Maternal–fetal medicine specialists are obstetrician-gynecologists who undergo an additional three years of specialized training in the assessment and management of high-risk pregnancies. In the United States, such obstetrician-gynecologists are certified by the American Board of Obstetrician Gynecologists (ABOG) or the American Osteopathic Board of Obstetrics and Gynecology.

Maternal–fetal medicine specialists have training in obstetric ultrasound, invasive prenatal diagnosis using amniocentesis and chorionic villus sampling, and the management of high-risk pregnancies. Some are further trained in the field of fetal diagnosis and prenatal therapy where they become competent in advanced procedures such as targeted fetal assessment using ultrasound and Doppler, fetal blood sampling and transfusion, fetoscopy, and open fetal surgery.

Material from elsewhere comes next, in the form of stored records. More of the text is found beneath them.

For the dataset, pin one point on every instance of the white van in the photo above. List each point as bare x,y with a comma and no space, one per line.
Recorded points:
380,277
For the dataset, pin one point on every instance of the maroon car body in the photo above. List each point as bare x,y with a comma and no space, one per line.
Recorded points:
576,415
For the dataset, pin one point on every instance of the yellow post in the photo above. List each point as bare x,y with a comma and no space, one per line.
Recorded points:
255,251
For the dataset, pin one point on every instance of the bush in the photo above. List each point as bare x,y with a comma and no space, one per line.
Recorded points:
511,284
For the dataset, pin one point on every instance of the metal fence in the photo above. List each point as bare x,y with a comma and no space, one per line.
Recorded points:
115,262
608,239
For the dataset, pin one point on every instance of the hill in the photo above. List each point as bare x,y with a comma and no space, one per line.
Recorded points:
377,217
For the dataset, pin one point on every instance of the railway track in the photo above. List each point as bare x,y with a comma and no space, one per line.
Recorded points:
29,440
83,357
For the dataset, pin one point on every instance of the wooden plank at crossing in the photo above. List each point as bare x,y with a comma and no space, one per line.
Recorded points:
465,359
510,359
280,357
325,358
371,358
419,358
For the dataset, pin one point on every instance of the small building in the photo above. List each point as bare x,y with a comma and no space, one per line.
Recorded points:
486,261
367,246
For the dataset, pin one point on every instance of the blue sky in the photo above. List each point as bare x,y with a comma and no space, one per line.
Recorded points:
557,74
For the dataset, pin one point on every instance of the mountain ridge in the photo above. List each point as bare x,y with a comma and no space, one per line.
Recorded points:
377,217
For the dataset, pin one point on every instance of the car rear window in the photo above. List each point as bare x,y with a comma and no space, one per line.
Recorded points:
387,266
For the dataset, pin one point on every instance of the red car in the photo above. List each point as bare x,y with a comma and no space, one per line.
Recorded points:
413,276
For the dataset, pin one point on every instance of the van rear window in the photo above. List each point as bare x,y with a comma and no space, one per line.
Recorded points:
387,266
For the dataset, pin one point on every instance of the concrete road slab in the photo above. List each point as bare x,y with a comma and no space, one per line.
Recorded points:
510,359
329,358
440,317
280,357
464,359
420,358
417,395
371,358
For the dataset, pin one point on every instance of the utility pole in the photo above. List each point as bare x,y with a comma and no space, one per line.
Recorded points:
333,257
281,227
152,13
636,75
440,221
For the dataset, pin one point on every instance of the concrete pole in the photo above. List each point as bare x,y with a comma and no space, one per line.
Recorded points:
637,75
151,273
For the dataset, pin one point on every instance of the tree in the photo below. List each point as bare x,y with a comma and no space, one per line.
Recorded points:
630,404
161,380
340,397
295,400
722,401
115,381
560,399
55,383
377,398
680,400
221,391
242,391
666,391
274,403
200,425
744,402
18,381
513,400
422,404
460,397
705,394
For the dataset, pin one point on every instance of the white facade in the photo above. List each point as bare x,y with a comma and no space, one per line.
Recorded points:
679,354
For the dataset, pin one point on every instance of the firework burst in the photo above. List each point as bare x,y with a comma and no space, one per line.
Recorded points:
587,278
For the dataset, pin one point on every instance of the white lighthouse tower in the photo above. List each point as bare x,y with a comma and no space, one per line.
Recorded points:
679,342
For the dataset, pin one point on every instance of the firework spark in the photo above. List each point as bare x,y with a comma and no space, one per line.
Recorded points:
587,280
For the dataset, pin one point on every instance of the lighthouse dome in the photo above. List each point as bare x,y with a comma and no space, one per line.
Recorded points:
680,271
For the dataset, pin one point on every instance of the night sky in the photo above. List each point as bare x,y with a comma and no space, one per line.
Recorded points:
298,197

For the ABOG, MFM subspecialists are required to do a minimum of 12 months in clinical rotation and 18-months in research activities. They are encouraged to use simulation and case-based learning incorporated in their training, a certification in advanced cardiac life support (ACLS) is required, they are required to develop in-service examination and expand leadership training. Obstetrical care and service has been improved to provide academic advancement for MFM in-patient directorships, improve skills in coding and reimbursement for maternal care, establish national, stratified system for levels of maternal care, develop specific, proscriptive guidelines on complications with highest maternal morbidity and mortality, and finally, increase departmental and divisional support for MFM subspecialists with maternal focus. As Maternal–fetal medicine subspecialists improve their work ethics and knowledge of this advancing field, they are capable of reducing the rate of maternal mortality and maternal morbidity.